The National Interest: İran'daki protestolar rejimi değiştirecek mi?

İran'da gösterilerin başlayalı bir ay oldu ve rejim değişikliğine yönelik talepler, protestoların ilk patlak vermesinden bu yana daha belirgin hale geldi.  Yabancı gözlemciler ve İranlı karar alıcılar için bu ayaklanmanın, yeni bir devrime yol açabileceğini inkar etmek giderek zorlaşıyor.

1. resim

İran İslam Cumhuriyeti'nde haftalardır devam eden protestoların, yeterince geniş bir coğrafi alana ulaşması durumunda rejim değişikliğine yönelik bir hale evrilmesi kaçınılmazdır.

İran'da bu tür gösteriler sadece son 10 yıl içerisinde birden fazla defa gerçekleşti. 2017 yılında Meşhed şehrinde bir protestonun kötüleşen ekonomik koşullara odaklanarak başlattığı ve hızla 100'den fazla bölgeye yayılan hükümet karşıtı gösteriler bunun en yakın örneği.

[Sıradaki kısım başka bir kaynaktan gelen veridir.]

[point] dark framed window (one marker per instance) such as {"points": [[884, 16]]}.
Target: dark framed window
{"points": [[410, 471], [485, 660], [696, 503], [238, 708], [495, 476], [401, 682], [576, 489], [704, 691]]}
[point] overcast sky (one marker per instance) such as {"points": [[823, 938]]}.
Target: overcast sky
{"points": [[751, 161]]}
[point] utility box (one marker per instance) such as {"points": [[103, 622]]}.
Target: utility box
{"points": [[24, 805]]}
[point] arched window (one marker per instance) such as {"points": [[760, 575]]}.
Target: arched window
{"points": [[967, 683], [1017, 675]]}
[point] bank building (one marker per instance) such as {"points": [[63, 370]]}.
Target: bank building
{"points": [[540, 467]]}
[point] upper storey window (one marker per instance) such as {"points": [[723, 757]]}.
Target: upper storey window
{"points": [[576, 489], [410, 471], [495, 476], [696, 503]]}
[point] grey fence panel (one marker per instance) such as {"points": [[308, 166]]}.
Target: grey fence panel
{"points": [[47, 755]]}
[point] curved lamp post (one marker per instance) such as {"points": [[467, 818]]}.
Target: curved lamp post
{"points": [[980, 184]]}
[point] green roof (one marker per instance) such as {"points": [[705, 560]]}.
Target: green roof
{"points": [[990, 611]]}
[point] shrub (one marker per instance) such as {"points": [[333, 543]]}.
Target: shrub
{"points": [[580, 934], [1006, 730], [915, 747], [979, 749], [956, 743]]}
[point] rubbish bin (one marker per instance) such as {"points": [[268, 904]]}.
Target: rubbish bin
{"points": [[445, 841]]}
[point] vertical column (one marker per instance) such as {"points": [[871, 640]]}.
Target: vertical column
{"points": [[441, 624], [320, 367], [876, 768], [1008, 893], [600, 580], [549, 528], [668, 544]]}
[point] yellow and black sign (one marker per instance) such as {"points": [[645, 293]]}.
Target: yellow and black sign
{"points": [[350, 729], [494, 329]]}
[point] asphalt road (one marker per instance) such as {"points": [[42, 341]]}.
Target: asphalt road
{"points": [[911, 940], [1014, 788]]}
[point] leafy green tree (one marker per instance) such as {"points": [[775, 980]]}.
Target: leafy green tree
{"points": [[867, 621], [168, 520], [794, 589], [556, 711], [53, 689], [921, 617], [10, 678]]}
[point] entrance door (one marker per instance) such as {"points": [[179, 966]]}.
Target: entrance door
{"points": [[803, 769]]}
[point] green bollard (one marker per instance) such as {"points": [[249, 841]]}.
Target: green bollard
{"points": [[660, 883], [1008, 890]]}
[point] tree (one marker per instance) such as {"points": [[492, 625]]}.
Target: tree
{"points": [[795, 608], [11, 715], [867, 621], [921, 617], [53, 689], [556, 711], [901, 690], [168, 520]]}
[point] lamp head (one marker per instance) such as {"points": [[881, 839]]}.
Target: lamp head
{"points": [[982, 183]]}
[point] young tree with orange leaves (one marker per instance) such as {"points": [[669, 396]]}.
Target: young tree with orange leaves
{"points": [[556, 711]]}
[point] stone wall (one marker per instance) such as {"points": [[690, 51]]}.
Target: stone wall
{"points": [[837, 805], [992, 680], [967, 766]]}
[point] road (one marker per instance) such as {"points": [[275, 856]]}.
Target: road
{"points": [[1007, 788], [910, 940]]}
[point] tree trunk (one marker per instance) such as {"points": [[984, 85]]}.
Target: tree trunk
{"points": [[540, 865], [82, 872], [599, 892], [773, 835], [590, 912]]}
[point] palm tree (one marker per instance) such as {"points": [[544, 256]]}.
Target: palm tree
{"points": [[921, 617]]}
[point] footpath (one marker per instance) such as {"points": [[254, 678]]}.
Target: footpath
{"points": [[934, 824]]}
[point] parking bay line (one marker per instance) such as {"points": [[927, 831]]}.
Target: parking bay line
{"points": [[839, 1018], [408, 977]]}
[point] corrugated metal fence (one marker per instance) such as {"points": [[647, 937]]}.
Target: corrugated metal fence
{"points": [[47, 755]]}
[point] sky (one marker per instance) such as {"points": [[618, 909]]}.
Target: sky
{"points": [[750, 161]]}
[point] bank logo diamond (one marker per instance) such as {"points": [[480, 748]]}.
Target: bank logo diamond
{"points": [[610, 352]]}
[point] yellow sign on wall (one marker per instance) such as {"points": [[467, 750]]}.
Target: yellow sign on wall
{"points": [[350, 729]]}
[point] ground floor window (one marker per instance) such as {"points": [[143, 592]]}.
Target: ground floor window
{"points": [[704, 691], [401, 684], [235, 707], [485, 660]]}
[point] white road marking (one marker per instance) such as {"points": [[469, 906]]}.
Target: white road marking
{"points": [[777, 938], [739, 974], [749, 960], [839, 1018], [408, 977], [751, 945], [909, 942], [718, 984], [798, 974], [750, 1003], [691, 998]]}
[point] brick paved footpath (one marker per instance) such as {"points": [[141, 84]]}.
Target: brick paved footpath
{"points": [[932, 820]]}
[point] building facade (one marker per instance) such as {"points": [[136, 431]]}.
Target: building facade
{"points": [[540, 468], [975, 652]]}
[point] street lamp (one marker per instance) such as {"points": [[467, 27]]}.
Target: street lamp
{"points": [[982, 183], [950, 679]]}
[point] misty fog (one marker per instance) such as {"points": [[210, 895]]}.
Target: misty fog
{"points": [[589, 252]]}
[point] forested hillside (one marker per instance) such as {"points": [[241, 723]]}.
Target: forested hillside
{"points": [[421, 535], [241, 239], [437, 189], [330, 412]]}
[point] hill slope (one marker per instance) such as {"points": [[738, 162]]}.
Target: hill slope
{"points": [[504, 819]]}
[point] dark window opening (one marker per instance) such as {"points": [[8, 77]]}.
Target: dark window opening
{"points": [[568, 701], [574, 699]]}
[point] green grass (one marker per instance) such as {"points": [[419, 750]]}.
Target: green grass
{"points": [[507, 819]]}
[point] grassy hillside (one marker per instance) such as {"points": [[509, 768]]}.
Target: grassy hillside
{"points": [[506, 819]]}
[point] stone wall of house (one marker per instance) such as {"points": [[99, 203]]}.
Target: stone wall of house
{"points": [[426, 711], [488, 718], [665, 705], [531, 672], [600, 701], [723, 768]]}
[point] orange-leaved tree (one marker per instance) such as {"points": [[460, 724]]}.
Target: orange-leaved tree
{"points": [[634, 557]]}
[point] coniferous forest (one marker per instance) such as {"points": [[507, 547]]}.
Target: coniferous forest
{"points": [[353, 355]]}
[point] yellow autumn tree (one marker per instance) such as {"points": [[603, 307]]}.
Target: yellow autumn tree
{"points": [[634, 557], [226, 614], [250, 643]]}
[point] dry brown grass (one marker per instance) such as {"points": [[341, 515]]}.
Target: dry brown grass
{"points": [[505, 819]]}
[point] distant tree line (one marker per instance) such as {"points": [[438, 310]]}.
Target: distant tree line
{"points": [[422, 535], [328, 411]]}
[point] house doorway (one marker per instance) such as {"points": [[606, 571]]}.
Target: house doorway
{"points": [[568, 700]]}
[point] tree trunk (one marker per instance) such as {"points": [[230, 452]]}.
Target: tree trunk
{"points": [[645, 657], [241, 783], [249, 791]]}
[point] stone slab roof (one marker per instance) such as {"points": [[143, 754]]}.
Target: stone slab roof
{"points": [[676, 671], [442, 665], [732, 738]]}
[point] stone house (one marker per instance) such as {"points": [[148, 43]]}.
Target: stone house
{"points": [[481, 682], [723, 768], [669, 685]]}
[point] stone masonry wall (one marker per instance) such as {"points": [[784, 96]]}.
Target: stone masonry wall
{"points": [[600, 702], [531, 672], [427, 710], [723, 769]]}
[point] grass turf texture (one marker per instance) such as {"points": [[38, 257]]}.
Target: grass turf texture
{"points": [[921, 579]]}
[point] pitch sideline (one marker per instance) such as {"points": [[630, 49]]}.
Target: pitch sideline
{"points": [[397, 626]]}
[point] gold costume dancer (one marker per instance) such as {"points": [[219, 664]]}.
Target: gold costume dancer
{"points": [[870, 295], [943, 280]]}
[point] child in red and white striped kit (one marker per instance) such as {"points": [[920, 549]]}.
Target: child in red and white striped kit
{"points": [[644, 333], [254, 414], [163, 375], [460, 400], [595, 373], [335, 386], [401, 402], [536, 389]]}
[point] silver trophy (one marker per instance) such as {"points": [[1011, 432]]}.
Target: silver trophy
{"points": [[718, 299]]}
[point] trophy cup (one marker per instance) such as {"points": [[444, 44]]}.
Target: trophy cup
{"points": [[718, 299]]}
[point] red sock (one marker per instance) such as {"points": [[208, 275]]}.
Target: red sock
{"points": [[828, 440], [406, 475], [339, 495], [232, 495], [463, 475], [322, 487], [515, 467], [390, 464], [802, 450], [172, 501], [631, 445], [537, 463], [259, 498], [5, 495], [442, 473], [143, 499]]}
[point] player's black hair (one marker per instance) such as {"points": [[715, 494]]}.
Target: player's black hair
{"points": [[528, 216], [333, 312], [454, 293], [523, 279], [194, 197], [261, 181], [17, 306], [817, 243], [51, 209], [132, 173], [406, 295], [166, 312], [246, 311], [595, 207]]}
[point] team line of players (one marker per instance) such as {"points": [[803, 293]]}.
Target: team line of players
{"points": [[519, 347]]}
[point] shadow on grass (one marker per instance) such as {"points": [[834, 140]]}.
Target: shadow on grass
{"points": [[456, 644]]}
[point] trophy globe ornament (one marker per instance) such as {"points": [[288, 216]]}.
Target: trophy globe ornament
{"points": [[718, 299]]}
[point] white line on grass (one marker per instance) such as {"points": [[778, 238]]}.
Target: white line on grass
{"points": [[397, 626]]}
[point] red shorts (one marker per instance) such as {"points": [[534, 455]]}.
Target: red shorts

Hükümet tarafından belirlenen benzin fiyatlarındaki ani bir artışın yaklaşık 200 şehir ve kasabada spontane gösterilere yol açtığı Kasım 2019'da da benzer bir süreç yaşandı. Katılımcılar sadece rejim değişikliği çağrılarını tekrarlamakla kalmadı, aynı zamanda gösterilerde hayatını kaybeden yaklaşık 1500 kişinin cinayetlerinin ana faili olan İslam Devrim Muhafızları'nı da doğrudan hedef aldı.

İran'daki son ayaklanma ekonomik hoşnutsuzluk nedeni ile değil. Olaylar yirmi iki yaşındaki Mahsa Amini isimli bir kadının Tahran'ın “ahlak polisi” tarafından öldürüldüğü iddiası ile başladı.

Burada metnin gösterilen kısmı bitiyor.